The Upstart Contenders - Evaluating Reka AI, Mistra, and Cohere

While AI giants like OpenAI, Google, and Anthropic have dominated the large language model landscape, a new crop of ambitious startups are emerging to challenge the status quo. Leveraging the latest innovations in language AI and novel training techniques, upstarts like Reka AI, Mistra, and Cohere are delivering intriguing LLM offerings that could disrupt the playing field.

The experts at LMSYS have put models from these providers through their rigorous gauntlet of evaluations to see how they truly stack up against the behemoths like GPT-4, PaLM, and Claude. And the results reveal some promising contenders that excel in specific areas while still trailing the leaders in overall quality.

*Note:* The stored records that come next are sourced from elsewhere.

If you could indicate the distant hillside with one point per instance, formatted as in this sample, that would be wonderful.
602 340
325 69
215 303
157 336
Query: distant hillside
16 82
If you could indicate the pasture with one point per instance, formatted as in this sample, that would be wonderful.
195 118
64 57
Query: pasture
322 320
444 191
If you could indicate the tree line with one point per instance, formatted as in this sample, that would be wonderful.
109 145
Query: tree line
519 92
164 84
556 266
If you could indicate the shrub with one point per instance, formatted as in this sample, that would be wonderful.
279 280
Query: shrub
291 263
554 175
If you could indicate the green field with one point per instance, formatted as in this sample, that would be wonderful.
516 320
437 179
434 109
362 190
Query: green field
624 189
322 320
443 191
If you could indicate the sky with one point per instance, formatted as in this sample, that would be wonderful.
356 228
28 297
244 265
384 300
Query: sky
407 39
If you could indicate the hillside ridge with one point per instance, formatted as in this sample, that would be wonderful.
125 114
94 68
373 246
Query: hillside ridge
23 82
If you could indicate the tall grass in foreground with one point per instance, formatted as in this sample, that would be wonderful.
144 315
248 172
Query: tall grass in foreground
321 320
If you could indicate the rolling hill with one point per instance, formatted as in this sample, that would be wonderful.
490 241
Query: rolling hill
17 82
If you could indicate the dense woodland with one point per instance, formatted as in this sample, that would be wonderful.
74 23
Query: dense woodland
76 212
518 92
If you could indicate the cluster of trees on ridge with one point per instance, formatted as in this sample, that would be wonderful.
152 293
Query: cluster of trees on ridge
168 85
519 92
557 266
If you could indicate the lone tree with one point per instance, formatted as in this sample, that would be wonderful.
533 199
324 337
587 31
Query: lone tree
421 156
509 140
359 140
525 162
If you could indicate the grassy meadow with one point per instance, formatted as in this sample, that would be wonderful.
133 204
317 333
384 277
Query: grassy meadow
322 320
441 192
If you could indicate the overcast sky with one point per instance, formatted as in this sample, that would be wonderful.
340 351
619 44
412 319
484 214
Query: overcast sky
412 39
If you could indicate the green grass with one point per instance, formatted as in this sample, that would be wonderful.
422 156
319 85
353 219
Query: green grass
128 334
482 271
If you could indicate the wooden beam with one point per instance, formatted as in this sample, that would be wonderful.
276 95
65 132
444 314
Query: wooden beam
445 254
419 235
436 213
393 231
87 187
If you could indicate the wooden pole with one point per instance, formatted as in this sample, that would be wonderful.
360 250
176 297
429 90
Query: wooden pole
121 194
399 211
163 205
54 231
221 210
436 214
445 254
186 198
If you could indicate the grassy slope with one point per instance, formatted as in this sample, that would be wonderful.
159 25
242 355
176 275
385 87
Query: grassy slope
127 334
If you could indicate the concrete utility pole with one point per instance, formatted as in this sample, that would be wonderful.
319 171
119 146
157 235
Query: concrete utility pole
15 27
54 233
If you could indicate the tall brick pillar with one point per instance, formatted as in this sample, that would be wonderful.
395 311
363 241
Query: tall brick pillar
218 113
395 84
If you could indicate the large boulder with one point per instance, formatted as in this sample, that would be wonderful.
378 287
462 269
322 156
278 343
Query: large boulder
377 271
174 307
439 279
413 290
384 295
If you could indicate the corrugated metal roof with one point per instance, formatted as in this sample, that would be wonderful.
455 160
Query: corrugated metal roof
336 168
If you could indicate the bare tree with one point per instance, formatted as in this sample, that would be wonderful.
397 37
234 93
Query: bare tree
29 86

Let's dive into the benchmarks:

Reka AI

Founded by AI research pioneers, London-based Reka burst onto the scene by training what they claim to be the first "constitutionally constrained" LLM focused on truthfulness and reliability from the ground up. Their RekAI20B and RekAI80B models emphasize factual responses over fluency or creative flair.

Where Reka's LLMs fall behind is in more subjective or open-ended language tasks like story writing, opinionated text generation, and multi-modal capabilities involving audio/visuals. Their scores in those domains trail the established leaders by a fair margin.

However, for applications where factual accuracy and multi-step reasoning are paramount - such as research, analysis, data exploration, or expert system development - Reka's laser focus on truthful outputs could make their offerings extremely valuable and differentiated.

Mistra AI

Taking a contrasting philosophical approach, Mistra's LLMs double down on open-ended generation, creative language, and multi-lingual skills with models like Mistra-MT and Mistra-Writer. Instead of emphasizing factual correctness, these models embrace a more freeform and unbounded approach to language production.

Where Mistra struggles is in areas that require precision, logical coherence, and grounding to factual sources of knowledge. Their models underperform on tasks like question-answering, multi-step math reasoning, and analytical report generation compared to the leading LLMs.

But for use cases where unbridled creativity, linguistic diversity, and free-flowing generation are valued over strict accuracy - such as story ideation, poetry composition, open-domain dialogue - Mistra could be an intriguing option that leans into that unrestrained expressiveness.

Cohere AI

Representing a more general-purpose approach, Cohere was founded by engineers from OpenAI, Google Brain, and University of Toronto. Their core LLMs like Cohere-LX aim to deliver high performance across a wide breadth of language skills without the same level of specialization as Reka or Mistra.

While not quite matching GPT-4's peak scores, Cohere holds its own across a variety of linguistic skills - displaying strong coding abilities, multi-lingual transfer, and summarization talents that could make it appealing for enterprise use cases.

Where Cohere's models fall a bit flatter are in more specialized domains like mathematical reasoning, advanced multi-modal understanding, and open-ended creative ideation. It doesn't lead in any one category, but presents a robust all-around offering.

The Startups' Advantages

So what could give these LLM upstarts an edge over the current AI titans despite trailing in some quality benchmarks? A few key factors:

  1. Agility & Rapid Iteration: As younger and more nimble organizations, startups like Reka, Mistra, and Cohere can move quickly to incorporate the latest AI training techniques, optimize inferencing costs, and rapidly iterate their offerings. They have a pace advantage.
  2. Risk-Taking & Specialization: Without the regulatory pressures of big consumer tech companies, LLM startups can take more risks in areas like constitutional training philosophies (Reka), unconstrained open-ended generation (Mistra), or diving into specialized industry domains. This differentiation could be valuable.
  3. Cost Innovation: If these startups can achieve even comparable quality to incumbents at lower price points through novel techniques, they could win over cost-conscious enterprises with an appealing value proposition.
  4. Potential M&A Plays: Given their head start in next-gen language AI, these upstarts could also make attractive M&A targets for big tech companies looking to rapidly bolster their LLM capabilities through acquisition.

The Road Ahead

While OpenAI, Google, Anthropic, and others clearly maintain an overall lead in LLM quality across the broadest measures, this new crop of nimble startups is pushing the boundaries in fascinating ways that could reshape the landscape down the road.

From ultra-reliable models like Reka's to open-ended creative powerhouses like Mistra to general-purpose high performers from Cohere, we're witnessing an acceleration of innovation happening across the LLM space that will only intensify in 2024 and beyond.

So while the name-brand leaders still reign supreme for most current use cases, developers, enterprises, and technically savvy users would be wise to keep a close eye on the upstart contenders as well. The LLM playing field is widening rapidly - and that increased competition will ultimately drive more breakthroughs to benefit everyone.

For a comparison of rankings and prices across different LLM APIs, you can refer to LLMCompare.